Werner uses focused group interviews to approach music experiences. She found that enjoying music while moving in public space and being emotional with music were common and important experiences. Werner believes that happiness, as an emotion, shows us what we value. It also shows us how power functions effectively in culture and society. Questioning this happiness from a feminist critical point of view is to kill joy. Werner proceeds to question the joy and effects of mobile music streaming.

Because Werner is a music researcher and a devoted consumer of popular music, listening to music in public space was also not new to her. However, prior to her autoethnography study done for a research project in 2012, she had not used Spotify and VK. She believes that having so many people she knew shared the space she listened to music in. She also thinks that the lack of children in her life did the same. Werner goes on to discuss the function and design of the apps. When using them, she found that VK was clearly inspired by the organization system in the interface of a computer.

On the other hand, Spotify visually reminded her of iTunes. Werner discovers that, although both apps have search functions, they work differently. VK divides searches by how popular a song is and its duration while Spotify’s division of artist was ultimately based on naming. Werner also states in her article that both apps claim to provide the user with suggestions of what to listen to. Both apps suggestions are based on what the user has listened to in the past along, but VK also makes suggestions based on what is popular. On the other hand, Spotify also bases suggestions on what the user’s friends are listening to.

Werner discovers that on both apps assume that there is only one user per account, so if, for example, you share your account with your children the suggestion will become slightly schizophrenic. Werner believes what people have listened to will shape what they will listen to in the future. As the choices of music and representation of them are embedded in gendered and racialized genre classifications the becoming also shapes culture patterns of power and difference. Werner continues her argument by stating that when she listens to music on the move, two emotions stand out: happiness and anger. She believes, however, that these are not the only emotions that she felt while streaming music but claims that these emotions deserve attention because they were prominent and they oriented me in the particular cultural practice.

Werner states that the key to understanding music listening in public space is the experience of making public space your own space by adding audio that is familiar to you. Werner claims that fulfilling forward motion and feeling happy while streaming music says something about the normative subjectivity. It is good to move forward, to be happy, to run and to work; therefore, Werner believes that when mobile music streaming changes public space into a happy space, it is not representing the user’s individual management of moods, but what is valued. In conclusion, the author believes that music streaming is an emotional practice in public space which affects the body’s movement as well as subjects being moved by feeling.

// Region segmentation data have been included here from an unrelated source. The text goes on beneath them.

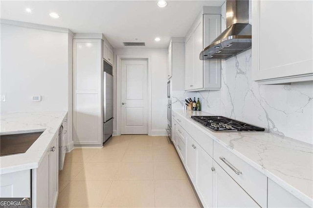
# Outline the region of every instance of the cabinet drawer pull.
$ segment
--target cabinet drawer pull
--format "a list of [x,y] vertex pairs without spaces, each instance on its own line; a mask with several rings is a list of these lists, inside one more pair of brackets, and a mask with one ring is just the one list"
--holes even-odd
[[225,159],[224,157],[220,157],[220,159],[222,160],[222,161],[224,162],[224,163],[227,165],[228,167],[230,167],[230,169],[233,170],[234,172],[236,173],[236,174],[239,175],[240,174],[242,173],[240,170],[238,170],[237,168],[235,167],[234,166],[231,165],[228,161],[227,161],[227,160],[226,160],[226,159]]

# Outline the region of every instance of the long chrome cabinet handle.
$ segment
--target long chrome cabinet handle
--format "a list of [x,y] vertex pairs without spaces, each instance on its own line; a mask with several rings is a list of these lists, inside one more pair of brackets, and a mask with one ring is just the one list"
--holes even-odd
[[239,175],[240,174],[242,173],[240,170],[238,170],[237,168],[235,167],[234,166],[229,163],[229,162],[227,161],[224,157],[220,157],[220,159],[222,160],[222,161],[224,162],[226,165],[227,165],[228,167],[230,167],[230,169],[233,170],[236,174]]

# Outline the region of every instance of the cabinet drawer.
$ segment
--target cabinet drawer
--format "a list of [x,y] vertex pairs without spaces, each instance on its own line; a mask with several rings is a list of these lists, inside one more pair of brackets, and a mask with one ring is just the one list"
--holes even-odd
[[176,126],[177,133],[179,135],[181,139],[181,141],[186,144],[186,137],[187,137],[187,132],[185,131],[185,129],[182,128],[182,127],[180,125],[178,125]]
[[262,207],[267,205],[267,177],[216,142],[214,159]]
[[212,138],[193,125],[186,125],[184,129],[211,157],[213,157]]
[[181,159],[183,164],[185,164],[185,157],[186,157],[186,146],[182,141],[180,136],[178,134],[177,137],[177,151]]
[[174,114],[174,120],[177,122],[177,123],[183,127],[185,124],[185,120],[179,115],[175,114]]

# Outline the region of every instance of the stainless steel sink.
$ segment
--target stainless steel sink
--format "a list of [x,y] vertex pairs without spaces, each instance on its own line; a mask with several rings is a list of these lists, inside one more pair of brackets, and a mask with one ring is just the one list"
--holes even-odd
[[26,152],[43,132],[0,136],[0,156]]

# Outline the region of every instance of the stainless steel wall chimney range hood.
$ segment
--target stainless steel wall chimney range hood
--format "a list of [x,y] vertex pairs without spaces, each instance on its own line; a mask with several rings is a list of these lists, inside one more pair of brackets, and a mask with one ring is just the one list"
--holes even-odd
[[201,52],[201,60],[226,60],[251,48],[248,0],[226,0],[226,23],[227,29]]

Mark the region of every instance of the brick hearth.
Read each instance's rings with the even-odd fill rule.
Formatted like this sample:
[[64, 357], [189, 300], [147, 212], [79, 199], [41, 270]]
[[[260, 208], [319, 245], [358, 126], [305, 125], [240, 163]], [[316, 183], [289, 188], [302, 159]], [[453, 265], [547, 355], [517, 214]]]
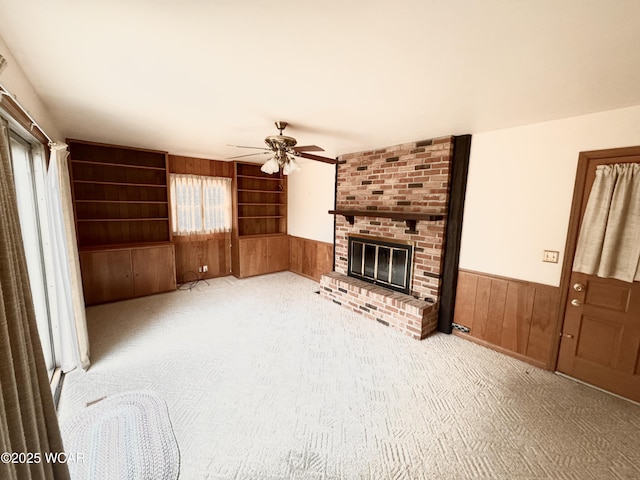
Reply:
[[[452, 152], [453, 138], [443, 137], [339, 158], [336, 210], [368, 215], [356, 216], [353, 225], [336, 215], [335, 272], [321, 278], [324, 297], [414, 338], [436, 329], [446, 221], [420, 220], [409, 230], [405, 222], [375, 212], [436, 212], [446, 218]], [[411, 295], [348, 277], [350, 234], [413, 242]]]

Werner explains that the feeling of happiness in mobile music streaming moves one forward in space. Anger, on the other hand, is induced by failure and makes movement and achievements come to a halt. Thus saying that mobile music streaming either motivates and encourage people to move forward, run faster and do better. Or it can stop people, create a space to reflect and be angry. Werner states that happy mobile streaming leads to embodiment, but people with failed streaming experiences and anger over them halts this progress and causes uncomfortable feelings which provides a possible space for alternative directions. The author believes that wider implications of her article are that the importance of mobile music streaming may not lie in the music chosen, the software, or the listener, but in the practices and discourses shaping the lives of people streaming the music.